(De el gato para el gato)

Ahí les va: Una… dos… ¡tres!
No, ni así, avisando. Nótese que todo mundo salió con cara de “quién diablos quiere una foto ahorita”.
Nadie, nomás yo. Ah, bueno, y Paulina, que sonríe al fondo asomando la cabecilla.
Es ésta nuestra primera foto en La Casa, sentados alrededor de un comedor de plástico y cubiertos desechables.
La Casa está en Cuernavaca, a poco más de una hora de La Ciudad. Allá los chamacos se rasparán las rodillas, mi hermana coleccionará nuevas pecas, Juan Carlos destapará todas las chelas, y mi papá correteará a Carlitos para darle de trapazos.
Yo, con un poco de suerte, escribiré dos que tres cosillas cuando no esté sumergida en la alberca con los tres demonios.
Pero aquí la interesante es mi mamá. ¿Qué va a hacer doña Laura Ludmila?
Ayer, exhaustos por la mudanza (y yo por las horas-alberca), íbamos y veníamos de un cuarto a otro, acomodando, haciendo planes, corriendo al polvo con escobas. Mi mamá le daba pasadas obsesivas a los muebles, aferrándose a su trapo mojado como Linus a su cobijita. Pero había veces en que de pronto todo se le detenía, e imagino que se quedaba ahí parada, estupefacta por comprobar que estaba dentro del sueño, de su sueño, años muchos después.

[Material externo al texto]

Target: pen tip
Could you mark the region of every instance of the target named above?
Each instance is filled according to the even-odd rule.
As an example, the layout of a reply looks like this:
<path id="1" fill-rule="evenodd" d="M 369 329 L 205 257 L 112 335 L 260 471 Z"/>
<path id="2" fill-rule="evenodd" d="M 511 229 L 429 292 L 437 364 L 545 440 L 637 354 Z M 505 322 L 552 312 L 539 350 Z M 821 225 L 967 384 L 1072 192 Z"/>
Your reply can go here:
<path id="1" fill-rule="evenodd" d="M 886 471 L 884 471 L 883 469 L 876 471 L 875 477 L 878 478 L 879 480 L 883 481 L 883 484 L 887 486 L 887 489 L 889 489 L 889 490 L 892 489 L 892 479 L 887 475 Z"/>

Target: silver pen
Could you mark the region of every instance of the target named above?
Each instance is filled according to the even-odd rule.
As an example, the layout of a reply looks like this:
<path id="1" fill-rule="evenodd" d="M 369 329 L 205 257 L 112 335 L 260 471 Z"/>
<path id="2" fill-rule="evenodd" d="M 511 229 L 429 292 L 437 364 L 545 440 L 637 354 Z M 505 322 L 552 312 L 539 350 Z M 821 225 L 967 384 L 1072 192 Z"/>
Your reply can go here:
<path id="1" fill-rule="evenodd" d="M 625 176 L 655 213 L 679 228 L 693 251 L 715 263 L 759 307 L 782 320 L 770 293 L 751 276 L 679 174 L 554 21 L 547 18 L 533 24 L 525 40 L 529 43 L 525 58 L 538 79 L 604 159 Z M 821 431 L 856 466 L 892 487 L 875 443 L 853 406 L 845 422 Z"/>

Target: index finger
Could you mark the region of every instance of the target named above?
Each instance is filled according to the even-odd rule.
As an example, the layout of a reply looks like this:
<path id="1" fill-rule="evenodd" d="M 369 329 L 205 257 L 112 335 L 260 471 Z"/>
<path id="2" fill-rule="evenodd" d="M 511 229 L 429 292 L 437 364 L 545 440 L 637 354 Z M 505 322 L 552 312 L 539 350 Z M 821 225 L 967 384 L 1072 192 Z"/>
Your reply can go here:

Caía la tarde y cielos limpios se asomaron a la casa nueva, desnuda de cortinas. La cama en la habitación de mi mamá quedó justo al lado de la ventana. Mira, le dije, qué bonito se ve desde aquí. Juntas nos echamos en el colchón nuevo y pelón a contemplar las nubes ajuareándose para la noche, el aire tibio y azul detrás del cristal. Afuera, los rumores de la familia que hemos construido trepaban por las escaleras como un eco futuro. Ella sonríe con una expresión que ninguna cámara podría reproducir. Me la quedo.
Nos regresamos por la carretera libre. Había una inmensa fila, como una caravana de elefantes metálicos hacia La Ciudad (¡¿quién diablos quiere ir al DF ahorita?!). Pero también había fiesta en un pueblo cercano. Fuegos artificiales de todos los colores llenaron el cielo, tronando plácida, lentamente, como una canción voladora. Cuánto les gustó a los niños. Carlitos y Emilio hicieron sueño del tedio, y se quedaron quietecitos, abrazados y con los ojos cerrados en el asiento trasero. La luna tenía un anillo rosa que llegaba hasta el pelo de mi papá, él manejando por el obscuro camino como si las rayas en el asfalto fueran de azúcar. Doña Laura descansó en el trayecto los treinta años de trabajar y ahorrar. Vale la pena quedarse despierta y mirarlos un poco. Somos una familia feliz.
Tan sólido es lo que has construido en tu vida, mamá, como las paredes de esta casa. Felicidades.